Im Fall des Beschlusses des Bundesverfassungsgerichts (BVerfG) vom 15. Januar 2024 (Az. 1 BvR 1615/23) stand die Frage im Mittelpunkt, ob das Recht auf den gesetzlichen Richter oder das Recht auf ein faires Verfahren verletzt wird, wenn Richter in einer Videoverhandlung nur in der Totalen zu sehen sind. Die Beschwerdeführer hatten argumentiert, dass die fehlende Möglichkeit, die Gesichter der Richter genau zu sehen und ihre Mimik zu beobachten, ihre Rechte verletzte. Sie sahen sich dadurch in ihrer Fähigkeit beeinträchtigt, die Unbefangenheit der Richter zu beurteilen.

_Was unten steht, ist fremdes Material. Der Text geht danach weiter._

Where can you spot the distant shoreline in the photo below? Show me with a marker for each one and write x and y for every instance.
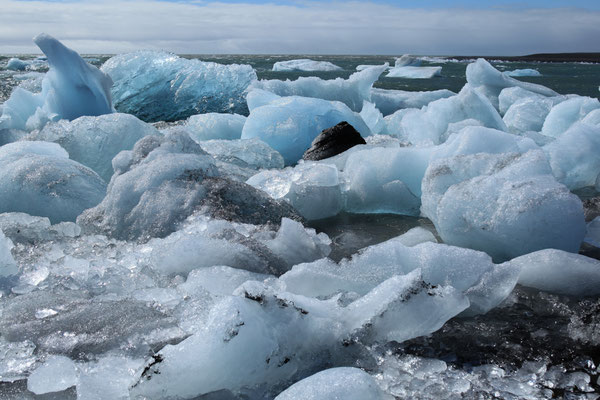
(543, 57)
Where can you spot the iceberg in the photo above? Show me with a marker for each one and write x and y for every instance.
(350, 384)
(289, 124)
(523, 72)
(95, 141)
(40, 179)
(504, 204)
(414, 72)
(159, 86)
(16, 64)
(352, 91)
(490, 82)
(70, 89)
(162, 181)
(305, 64)
(389, 101)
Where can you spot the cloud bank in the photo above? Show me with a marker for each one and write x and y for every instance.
(357, 27)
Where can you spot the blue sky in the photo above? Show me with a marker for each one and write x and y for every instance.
(429, 27)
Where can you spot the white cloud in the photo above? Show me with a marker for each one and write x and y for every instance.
(358, 27)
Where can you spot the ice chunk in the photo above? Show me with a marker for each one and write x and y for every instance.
(40, 179)
(507, 204)
(70, 89)
(414, 72)
(560, 272)
(373, 118)
(429, 125)
(523, 72)
(335, 383)
(55, 375)
(352, 91)
(575, 156)
(305, 64)
(215, 126)
(289, 124)
(16, 64)
(311, 188)
(389, 101)
(565, 114)
(95, 141)
(157, 86)
(7, 262)
(489, 81)
(25, 228)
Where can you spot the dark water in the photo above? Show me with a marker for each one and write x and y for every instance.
(565, 78)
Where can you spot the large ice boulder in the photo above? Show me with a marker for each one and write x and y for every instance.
(305, 64)
(489, 81)
(95, 141)
(352, 91)
(39, 179)
(563, 115)
(559, 272)
(575, 156)
(70, 89)
(506, 205)
(7, 262)
(335, 383)
(215, 126)
(157, 86)
(389, 101)
(414, 72)
(162, 181)
(290, 124)
(429, 125)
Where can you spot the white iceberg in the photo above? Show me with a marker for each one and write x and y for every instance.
(305, 64)
(523, 72)
(70, 89)
(157, 86)
(290, 124)
(40, 179)
(95, 141)
(414, 72)
(352, 91)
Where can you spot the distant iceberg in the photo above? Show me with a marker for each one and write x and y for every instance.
(523, 72)
(305, 64)
(160, 86)
(71, 88)
(410, 72)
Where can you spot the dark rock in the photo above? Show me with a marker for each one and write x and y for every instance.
(333, 141)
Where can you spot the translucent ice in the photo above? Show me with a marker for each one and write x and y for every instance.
(305, 64)
(507, 204)
(157, 86)
(289, 124)
(575, 156)
(215, 126)
(312, 188)
(95, 141)
(70, 89)
(523, 72)
(559, 272)
(40, 179)
(564, 115)
(7, 262)
(336, 383)
(352, 91)
(428, 125)
(390, 101)
(489, 81)
(414, 72)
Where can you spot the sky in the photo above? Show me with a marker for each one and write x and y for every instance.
(394, 27)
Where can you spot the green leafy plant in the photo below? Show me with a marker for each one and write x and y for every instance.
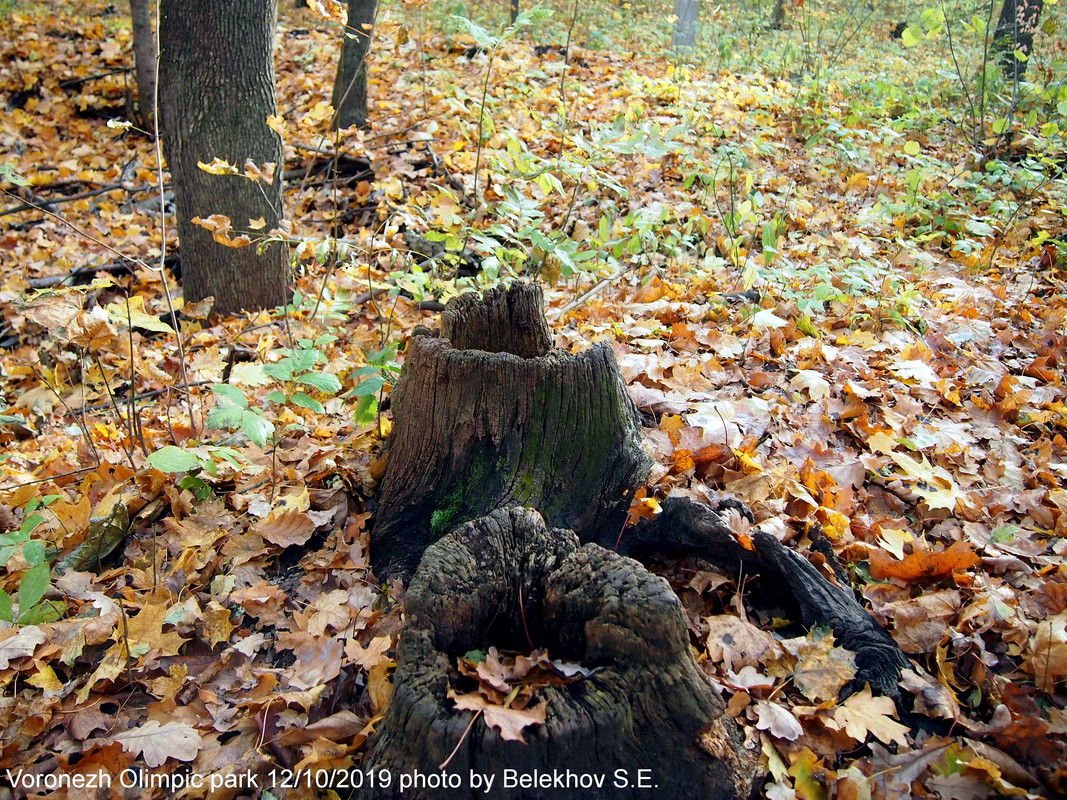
(381, 366)
(296, 371)
(35, 581)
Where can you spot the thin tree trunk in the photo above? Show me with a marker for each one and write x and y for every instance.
(217, 90)
(1015, 31)
(144, 61)
(686, 14)
(350, 85)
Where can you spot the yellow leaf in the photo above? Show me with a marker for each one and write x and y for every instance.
(276, 124)
(45, 678)
(218, 166)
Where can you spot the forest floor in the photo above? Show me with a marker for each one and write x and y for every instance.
(824, 301)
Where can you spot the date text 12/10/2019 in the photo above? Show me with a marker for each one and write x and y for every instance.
(380, 779)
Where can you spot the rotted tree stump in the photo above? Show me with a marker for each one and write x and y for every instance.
(488, 415)
(507, 580)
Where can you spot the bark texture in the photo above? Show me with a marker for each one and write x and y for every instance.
(217, 90)
(488, 415)
(350, 85)
(508, 580)
(686, 16)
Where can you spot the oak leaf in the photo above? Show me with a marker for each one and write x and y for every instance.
(508, 721)
(863, 714)
(157, 742)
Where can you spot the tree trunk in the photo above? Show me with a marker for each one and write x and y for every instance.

Das BVerfG stellte fest, dass das Recht auf den gesetzlichen Richter nach Art. 101 Abs. 1 S. 2 GG nicht verletzt wird, da eine richtige Gerichtsbesetzung vorlag und die reine Unmöglichkeit, Gesichter genau zu sehen, hierfür nicht ausreichend ist. Das Gericht wies jedoch darauf hin, dass die fehlende Möglichkeit, die Unvoreingenommenheit der Richter zu überprüfen, das Recht auf ein faires Verfahren beeinträchtigen könnte. Dieses Recht verlangt, dass Verfahrensbeteiligte die Neutralität und Unabhängigkeit des Gerichts hinreichend überprüfen können. Da die Beschwerdeführer diesen Aspekt jedoch nicht ausreichend substantiiert vorgetragen hatten, konnte das BVerfG keine abschließende Beurteilung über eine mögliche Verletzung des Rechts auf ein faires Verfahren vornehmen.
Die Entscheidung des BVerfG erscheint gerechtfertigt, da sie die Bedeutung des Rechts auf den gesetzlichen Richter bekräftigt, gleichzeitig aber auch die Bedeutung des Rechts auf ein faires Verfahren anerkennt. Dies zeigt ein ausgewogenes Verständnis dafür, wie technologische Entwicklungen – wie die Durchführung von Videoverhandlungen – die Grundrechte beeinflussen können.
Andererseits könnte diese Entscheidung als verpasste Gelegenheit gesehen werden, klare Richtlinien für die Durchführung von Videoverhandlungen zu etablieren, insbesondere im Hinblick auf die Qualität der Bildübertragung und die dadurch bedingten Einschränkungen der Beobachtungsmöglichkeiten. Die Entscheidung lässt Raum für Unsicherheiten darüber, wie Gerichte künftig die Anforderungen an ein faires Verfahren in der digitalen Ära sicherstellen können.
Die Entscheidung des BVerfG erging am 15. Januar 2024 unter dem Aktenzeichen 1 BvR 1615/23.